Mucoadhesive microspheres of chitosan and polyvinyl alcohol as a carrier for intranasal delivery of insulin: in vitro and in vivo studies

The aim of this study was to investigate the capabilities of chitosan microspheres as drug carrier system in co-formulation with polyvinyl alcohol (PVA), to improve the systemic absorption of intranasal insulin delivery. Insulin loaded microspheres was developed from varying ratio of chitosan solutions along with polyvinyl alcohol (PVA) as additive polymer using spray drying method. Different formulations were developed and morphological studies of the optimized formulas showed that the size range of spherical shaped particulate matters existed from 200 nm to 2 mm. It was clearly observed that physicochemical properties of the microspheres were extensively affected by changing the concentration ratio of the two polymeric materials. In vitro studies of insulin release pattern was performed in various time intervals up to 24 h. It was evident that microspheres made up of chitosan showed initial burst release but slower release as the experiment continued. Microspheres made up of combination of the aforementioned two polymers had instant, sharp and burst drug release. Surprisingly there was no absorption after intranasal delivery of chitosan-PVA microspheres in groups of rats comparing to formulated chitosan microspheres having profound absorption due to their smaller particle size, slower drug release rate and better mucoadhesive properties.
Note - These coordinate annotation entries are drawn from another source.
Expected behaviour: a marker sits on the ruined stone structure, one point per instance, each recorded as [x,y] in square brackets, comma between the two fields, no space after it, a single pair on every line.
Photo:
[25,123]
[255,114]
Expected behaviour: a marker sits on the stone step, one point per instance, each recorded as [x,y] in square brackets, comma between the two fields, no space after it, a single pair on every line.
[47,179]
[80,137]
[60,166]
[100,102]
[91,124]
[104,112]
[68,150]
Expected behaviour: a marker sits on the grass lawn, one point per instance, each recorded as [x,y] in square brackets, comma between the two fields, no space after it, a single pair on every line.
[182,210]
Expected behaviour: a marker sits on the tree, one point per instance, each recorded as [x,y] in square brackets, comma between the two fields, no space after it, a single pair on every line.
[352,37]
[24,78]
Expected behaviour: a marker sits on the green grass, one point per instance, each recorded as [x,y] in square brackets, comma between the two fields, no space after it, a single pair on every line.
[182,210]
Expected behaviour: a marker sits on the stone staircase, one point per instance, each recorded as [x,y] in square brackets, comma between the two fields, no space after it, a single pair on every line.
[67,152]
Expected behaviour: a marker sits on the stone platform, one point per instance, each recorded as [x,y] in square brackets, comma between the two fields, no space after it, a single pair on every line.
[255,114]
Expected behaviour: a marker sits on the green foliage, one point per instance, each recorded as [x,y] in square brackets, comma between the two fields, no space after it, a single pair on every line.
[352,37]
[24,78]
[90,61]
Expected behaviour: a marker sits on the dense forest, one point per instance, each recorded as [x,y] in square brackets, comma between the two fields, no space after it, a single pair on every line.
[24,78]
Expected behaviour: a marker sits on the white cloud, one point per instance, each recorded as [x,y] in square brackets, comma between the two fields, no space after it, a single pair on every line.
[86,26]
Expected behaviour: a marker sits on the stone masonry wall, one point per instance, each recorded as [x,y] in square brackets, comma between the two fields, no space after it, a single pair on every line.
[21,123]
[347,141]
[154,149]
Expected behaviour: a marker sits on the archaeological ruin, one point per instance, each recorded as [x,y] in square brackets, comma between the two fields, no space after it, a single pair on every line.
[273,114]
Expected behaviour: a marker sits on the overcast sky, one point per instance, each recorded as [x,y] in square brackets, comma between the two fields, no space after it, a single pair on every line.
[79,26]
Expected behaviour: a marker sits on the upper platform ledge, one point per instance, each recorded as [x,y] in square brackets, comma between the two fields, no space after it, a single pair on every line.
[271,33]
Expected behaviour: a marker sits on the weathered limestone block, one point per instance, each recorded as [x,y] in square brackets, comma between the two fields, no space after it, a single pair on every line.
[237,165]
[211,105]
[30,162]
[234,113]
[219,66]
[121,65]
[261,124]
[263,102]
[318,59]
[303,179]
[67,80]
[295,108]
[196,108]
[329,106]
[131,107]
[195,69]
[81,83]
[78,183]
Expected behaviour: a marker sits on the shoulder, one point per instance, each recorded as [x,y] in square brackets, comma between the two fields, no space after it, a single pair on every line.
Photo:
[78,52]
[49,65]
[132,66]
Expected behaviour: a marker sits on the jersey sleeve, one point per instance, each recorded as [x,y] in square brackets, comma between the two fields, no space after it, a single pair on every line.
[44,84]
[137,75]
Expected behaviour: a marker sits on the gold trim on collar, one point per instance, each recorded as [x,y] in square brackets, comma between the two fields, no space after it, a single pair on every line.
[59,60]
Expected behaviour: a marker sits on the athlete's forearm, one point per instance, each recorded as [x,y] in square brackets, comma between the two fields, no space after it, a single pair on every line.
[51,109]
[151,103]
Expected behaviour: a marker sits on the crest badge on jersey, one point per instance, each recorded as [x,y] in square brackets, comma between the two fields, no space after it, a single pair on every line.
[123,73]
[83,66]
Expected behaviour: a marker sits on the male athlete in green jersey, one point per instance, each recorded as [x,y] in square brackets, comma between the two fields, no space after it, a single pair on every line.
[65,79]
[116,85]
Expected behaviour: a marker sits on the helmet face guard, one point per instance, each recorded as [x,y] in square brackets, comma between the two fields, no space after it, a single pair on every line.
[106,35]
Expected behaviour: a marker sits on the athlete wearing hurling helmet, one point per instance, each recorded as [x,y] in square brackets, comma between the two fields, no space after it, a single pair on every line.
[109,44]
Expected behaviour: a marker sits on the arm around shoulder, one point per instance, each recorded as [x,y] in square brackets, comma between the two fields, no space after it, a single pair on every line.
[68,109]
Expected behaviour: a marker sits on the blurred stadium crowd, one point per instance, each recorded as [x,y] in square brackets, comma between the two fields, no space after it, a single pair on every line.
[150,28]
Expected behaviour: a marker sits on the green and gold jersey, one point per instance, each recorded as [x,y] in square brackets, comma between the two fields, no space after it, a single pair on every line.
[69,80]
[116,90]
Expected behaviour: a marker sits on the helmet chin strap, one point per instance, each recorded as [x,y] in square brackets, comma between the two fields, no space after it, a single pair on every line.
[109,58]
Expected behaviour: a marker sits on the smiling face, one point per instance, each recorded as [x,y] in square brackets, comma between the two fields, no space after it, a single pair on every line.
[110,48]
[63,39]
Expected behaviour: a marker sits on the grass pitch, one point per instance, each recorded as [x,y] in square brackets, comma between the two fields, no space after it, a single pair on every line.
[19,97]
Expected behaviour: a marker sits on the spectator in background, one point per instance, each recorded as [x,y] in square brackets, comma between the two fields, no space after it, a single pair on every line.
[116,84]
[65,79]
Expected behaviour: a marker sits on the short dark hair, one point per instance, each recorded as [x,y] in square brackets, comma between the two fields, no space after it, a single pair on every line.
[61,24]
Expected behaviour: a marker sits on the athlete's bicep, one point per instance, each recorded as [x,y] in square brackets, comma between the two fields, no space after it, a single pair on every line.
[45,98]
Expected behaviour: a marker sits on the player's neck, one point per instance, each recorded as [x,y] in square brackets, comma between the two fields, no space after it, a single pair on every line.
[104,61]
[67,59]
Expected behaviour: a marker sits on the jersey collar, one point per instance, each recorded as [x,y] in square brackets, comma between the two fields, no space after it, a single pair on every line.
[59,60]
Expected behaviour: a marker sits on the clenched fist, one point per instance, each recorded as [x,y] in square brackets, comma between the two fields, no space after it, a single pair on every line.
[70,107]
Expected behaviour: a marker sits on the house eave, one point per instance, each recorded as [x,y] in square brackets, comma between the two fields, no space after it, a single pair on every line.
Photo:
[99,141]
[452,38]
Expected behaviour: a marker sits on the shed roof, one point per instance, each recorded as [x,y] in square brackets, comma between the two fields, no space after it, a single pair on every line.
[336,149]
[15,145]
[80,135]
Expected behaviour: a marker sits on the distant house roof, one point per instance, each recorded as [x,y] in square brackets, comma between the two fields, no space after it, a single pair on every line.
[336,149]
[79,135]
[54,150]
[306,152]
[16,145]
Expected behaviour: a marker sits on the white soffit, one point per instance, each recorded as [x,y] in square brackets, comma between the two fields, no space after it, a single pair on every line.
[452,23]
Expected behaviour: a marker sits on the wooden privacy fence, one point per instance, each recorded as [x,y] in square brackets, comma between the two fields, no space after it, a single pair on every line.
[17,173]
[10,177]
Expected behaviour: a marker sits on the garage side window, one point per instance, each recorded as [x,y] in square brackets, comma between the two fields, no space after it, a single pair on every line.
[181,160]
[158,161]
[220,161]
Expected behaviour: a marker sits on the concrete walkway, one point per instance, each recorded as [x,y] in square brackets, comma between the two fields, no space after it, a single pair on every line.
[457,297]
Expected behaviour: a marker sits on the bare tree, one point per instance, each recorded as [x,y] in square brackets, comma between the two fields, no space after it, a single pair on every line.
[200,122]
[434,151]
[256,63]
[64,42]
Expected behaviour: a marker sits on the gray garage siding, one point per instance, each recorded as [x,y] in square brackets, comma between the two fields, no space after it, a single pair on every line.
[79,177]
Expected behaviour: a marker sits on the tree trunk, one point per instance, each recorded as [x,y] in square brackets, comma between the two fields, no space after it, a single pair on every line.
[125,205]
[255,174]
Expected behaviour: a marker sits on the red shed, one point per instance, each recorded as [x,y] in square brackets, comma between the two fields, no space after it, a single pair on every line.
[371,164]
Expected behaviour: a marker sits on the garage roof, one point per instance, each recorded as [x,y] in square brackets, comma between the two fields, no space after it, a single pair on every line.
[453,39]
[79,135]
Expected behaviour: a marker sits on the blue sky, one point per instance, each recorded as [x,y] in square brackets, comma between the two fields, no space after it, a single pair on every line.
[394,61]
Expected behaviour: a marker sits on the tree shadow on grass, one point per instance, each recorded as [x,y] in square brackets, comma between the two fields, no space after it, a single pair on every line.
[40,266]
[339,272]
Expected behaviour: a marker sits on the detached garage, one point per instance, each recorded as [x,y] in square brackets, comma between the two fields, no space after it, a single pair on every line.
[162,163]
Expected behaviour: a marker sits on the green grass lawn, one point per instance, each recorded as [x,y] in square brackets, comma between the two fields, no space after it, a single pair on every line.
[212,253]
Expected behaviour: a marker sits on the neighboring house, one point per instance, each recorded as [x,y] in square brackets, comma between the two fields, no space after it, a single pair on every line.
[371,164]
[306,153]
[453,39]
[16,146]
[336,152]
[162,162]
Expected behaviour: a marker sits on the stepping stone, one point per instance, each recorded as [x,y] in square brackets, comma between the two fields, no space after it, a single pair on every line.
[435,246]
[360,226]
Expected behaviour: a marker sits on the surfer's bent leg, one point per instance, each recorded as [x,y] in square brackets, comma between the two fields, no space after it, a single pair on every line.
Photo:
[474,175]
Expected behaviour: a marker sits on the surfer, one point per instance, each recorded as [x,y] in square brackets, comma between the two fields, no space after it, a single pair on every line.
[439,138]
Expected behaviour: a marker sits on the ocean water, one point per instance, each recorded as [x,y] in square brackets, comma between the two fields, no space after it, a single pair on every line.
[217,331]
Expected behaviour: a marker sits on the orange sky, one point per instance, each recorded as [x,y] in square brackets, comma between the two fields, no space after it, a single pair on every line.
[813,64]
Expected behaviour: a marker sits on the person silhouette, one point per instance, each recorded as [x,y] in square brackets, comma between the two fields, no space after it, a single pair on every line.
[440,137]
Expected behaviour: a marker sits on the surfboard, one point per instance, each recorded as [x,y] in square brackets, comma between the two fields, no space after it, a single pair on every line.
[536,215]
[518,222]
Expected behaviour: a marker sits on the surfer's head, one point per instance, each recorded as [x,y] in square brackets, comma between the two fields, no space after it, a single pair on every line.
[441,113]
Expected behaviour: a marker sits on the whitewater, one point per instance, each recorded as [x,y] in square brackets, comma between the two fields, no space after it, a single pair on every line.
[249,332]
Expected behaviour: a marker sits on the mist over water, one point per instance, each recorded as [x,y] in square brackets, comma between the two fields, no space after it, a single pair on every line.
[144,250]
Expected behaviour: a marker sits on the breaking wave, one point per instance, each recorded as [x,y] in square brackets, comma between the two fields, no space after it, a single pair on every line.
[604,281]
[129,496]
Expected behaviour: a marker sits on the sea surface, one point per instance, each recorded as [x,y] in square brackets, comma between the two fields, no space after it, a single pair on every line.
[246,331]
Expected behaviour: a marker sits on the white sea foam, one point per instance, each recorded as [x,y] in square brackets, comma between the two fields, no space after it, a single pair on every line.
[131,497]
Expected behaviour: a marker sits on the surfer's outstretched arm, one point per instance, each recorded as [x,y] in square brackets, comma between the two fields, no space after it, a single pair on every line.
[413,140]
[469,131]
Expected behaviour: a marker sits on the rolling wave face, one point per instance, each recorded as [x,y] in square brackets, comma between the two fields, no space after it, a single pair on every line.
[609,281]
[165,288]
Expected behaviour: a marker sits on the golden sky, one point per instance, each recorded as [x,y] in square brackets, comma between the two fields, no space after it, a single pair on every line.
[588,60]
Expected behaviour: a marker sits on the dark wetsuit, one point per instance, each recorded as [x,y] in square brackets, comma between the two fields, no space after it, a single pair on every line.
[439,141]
Therefore, significant reduction in the plasma blood glucose level for chitosan based optimized formulation was seen right after 4.5 hours compared with control group. The aim of the present study was to fabricate an appropriate application of polymeric microspheres for intranasal delivery of insulin using a novel optimized formulation based on industrial level spray drying technique and to realize the possible barriers in scale up process of its large scale production, considering the effectiveness of polyvinyl alcohol (PVA) and chitosan to increase mucoadhesivness, gelling ability and ultimately effective release behavior pattern of insulin. According to this study, the combination of the polymers used and the mean particle size of formulated microspheres were found to be key factors in insulin drug release resulting for further enhancement of insulin absorption via intranasal route of delivery.